For him, cigarettes were more of a daily ritual, one he was so used to he couldn’t do without. He decided to try a different approach: exchanging cigarettes for cannabis. (McCarthy works in the cannabis industry, and it has been a part of his life for years.) He went to a dispensary, an essential business in his state, and stocked up on weed.

“The world is falling apart. What’s this going to hurt if I just give this a go? I said to myself, anytime I have an urge, I would run downstairs and take a quick puff,” he told me. “I wanted to catch any little urge and start to potentially hack my brain to redirect that serotonin blast you get when you are doing something out of habit. I figured maybe I could disrupt that, and that’s basically what happened.” After 12 years of cigarette smoking, McCarthy claims he was finally able to quit.

He’s not the only one. After a few months in quarantine, Hickey got tired of smelling like cigarettes and how smoking affected his workouts. He was also worried about how impaired breathing could put him at risk were he to catch Covid-19 — “it’s one more underlying factor that you actually do have control of” — so he quit cold turkey.
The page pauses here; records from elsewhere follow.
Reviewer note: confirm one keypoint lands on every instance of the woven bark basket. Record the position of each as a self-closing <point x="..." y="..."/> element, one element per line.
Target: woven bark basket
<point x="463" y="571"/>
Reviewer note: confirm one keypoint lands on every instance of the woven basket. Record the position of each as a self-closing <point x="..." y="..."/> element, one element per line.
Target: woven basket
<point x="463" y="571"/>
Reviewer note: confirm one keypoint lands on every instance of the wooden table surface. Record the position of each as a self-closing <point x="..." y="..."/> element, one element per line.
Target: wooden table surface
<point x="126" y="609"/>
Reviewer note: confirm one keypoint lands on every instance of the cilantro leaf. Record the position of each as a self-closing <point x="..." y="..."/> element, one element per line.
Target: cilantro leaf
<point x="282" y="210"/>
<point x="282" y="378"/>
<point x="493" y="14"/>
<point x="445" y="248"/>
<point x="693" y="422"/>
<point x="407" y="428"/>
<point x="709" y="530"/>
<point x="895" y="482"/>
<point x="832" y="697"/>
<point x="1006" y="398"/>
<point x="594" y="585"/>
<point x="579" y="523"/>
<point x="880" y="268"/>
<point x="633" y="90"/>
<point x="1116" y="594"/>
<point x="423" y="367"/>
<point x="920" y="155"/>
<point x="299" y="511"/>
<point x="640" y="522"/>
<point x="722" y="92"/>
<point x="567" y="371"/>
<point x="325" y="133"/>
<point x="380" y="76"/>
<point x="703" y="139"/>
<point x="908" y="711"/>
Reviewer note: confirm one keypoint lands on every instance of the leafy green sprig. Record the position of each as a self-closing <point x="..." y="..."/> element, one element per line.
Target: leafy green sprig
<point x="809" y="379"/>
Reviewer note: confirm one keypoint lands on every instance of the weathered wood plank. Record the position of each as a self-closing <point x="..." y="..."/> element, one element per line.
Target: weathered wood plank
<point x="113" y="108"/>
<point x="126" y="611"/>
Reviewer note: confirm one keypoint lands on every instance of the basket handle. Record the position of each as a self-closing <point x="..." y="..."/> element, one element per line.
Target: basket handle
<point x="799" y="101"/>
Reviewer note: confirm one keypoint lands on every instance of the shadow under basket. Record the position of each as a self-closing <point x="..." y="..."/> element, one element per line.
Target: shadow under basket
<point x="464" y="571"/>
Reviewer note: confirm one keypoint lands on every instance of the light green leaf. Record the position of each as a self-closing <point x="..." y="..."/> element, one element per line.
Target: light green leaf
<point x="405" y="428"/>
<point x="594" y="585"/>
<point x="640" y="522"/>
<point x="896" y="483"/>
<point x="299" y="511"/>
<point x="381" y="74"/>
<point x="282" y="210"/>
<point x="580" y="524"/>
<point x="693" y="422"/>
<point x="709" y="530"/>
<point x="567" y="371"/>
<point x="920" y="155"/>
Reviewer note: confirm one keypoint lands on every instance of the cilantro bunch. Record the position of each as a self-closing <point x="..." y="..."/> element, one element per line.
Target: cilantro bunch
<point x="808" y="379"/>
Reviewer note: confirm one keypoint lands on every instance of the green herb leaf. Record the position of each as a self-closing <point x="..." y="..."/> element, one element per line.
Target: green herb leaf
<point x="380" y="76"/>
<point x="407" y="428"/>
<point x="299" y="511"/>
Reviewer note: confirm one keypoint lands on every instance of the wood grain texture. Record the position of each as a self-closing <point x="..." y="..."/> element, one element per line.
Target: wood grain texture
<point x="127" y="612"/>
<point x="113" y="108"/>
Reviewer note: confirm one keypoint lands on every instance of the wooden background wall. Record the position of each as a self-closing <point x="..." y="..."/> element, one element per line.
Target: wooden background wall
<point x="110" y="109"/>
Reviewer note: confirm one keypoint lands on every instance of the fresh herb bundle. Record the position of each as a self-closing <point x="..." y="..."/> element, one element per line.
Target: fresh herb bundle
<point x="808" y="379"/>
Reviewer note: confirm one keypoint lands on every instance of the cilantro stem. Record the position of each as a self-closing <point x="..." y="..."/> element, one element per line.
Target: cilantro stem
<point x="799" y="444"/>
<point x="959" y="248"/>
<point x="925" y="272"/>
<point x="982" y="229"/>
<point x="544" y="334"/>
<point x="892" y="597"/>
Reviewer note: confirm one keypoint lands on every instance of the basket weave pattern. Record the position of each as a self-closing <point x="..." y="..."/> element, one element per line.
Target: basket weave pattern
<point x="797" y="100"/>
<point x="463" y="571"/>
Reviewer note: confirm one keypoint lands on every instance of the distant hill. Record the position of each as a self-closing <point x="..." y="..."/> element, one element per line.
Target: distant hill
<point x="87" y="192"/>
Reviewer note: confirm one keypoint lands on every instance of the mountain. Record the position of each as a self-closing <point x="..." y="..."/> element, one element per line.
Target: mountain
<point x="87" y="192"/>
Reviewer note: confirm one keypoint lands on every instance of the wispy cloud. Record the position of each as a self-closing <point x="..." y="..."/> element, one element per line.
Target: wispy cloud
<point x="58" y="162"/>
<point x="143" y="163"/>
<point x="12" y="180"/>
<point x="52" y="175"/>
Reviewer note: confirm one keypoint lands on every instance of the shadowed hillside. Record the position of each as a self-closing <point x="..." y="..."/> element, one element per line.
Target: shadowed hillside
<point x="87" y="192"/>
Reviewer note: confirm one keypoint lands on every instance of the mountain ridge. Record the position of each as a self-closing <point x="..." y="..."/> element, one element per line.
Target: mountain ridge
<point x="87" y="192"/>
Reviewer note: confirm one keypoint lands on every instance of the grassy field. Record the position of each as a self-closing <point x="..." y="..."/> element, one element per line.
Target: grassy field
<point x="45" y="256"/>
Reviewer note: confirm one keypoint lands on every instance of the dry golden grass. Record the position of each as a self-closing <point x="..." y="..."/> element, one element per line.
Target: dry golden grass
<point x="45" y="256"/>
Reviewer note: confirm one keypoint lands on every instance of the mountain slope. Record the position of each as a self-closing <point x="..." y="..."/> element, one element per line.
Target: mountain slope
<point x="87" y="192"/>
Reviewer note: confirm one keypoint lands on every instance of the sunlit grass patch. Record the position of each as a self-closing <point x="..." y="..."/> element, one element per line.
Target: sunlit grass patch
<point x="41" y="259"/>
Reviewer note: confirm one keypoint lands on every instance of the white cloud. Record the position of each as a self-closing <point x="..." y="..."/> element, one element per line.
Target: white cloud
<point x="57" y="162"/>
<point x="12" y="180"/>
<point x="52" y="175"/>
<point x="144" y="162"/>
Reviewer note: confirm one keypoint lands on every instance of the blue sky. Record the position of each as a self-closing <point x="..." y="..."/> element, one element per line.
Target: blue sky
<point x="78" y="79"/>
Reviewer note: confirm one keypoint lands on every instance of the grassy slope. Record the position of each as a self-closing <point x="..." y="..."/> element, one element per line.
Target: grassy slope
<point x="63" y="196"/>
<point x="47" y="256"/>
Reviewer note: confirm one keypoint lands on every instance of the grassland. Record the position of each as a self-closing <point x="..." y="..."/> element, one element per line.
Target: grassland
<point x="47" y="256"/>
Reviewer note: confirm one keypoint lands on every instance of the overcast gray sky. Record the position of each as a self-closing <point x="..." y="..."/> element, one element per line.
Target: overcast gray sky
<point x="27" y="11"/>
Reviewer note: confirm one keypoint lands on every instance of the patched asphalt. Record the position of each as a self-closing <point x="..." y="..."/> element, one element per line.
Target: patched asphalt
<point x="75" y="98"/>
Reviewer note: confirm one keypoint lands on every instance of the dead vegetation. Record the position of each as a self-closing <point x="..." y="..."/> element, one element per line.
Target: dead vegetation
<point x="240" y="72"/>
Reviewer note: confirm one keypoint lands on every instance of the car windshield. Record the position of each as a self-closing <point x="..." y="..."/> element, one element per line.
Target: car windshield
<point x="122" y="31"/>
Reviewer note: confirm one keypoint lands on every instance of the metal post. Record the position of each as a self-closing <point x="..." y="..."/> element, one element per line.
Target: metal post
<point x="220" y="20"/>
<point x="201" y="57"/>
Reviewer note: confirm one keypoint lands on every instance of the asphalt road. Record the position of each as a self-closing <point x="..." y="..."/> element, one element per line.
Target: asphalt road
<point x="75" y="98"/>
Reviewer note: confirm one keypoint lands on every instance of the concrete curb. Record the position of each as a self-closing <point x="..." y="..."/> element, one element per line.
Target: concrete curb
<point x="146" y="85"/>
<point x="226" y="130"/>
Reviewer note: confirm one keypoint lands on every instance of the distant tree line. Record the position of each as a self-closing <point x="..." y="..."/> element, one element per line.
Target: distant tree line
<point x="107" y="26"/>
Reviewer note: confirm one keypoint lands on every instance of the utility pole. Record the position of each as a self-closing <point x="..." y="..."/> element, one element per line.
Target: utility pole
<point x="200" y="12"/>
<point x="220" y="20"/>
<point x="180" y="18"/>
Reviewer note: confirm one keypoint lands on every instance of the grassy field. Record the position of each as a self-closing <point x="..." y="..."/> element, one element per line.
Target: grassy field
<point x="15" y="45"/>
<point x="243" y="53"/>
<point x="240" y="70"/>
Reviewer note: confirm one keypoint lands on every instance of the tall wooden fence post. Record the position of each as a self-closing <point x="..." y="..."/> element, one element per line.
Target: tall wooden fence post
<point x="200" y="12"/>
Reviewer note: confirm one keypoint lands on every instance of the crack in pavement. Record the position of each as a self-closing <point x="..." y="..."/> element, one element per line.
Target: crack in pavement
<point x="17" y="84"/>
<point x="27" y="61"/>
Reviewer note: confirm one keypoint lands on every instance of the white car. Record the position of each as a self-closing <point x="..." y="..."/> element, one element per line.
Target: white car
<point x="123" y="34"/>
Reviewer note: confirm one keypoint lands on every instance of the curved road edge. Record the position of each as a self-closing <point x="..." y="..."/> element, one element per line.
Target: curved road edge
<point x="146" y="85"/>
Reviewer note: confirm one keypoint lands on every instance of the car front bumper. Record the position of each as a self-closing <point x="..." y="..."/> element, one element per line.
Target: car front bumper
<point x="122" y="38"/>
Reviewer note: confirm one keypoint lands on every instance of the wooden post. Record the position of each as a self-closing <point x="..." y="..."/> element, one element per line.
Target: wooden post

But that doesn’t mean he doesn’t miss it. He notes that keeping up with his kids at home for virtual school is a stress point for him. “I haven’t smoked for a few months now, but there are points where I wish that I did,” he joked.

In the pilot episode of Mad Men, a researcher tells Don Draper that consumers have a “death wish” and that this is why they are drawn to cigarettes. It’s an unscientific theory from Freud’s 1920 book Beyond the Pleasure Principle that suggests people exhibit this instinct outwardly, with actions that are aggressive, risky, or harmful. It contrasts with Freud’s theory of life instincts, which push us toward sex, cooperation, and survival.

Simply put, it’s self-sabotage. Perhaps we flirt with danger to challenge our own invincibility. While we fight to survive the psychological stress of the pandemic, we are also overwhelmed by the constant reminder that we are feeling unsafe right now. We’re getting by any way we can, and the cloud over life right now is particularly dark. A cigarette break considering all that we’re facing doesn’t sound half bad — at least in the moment.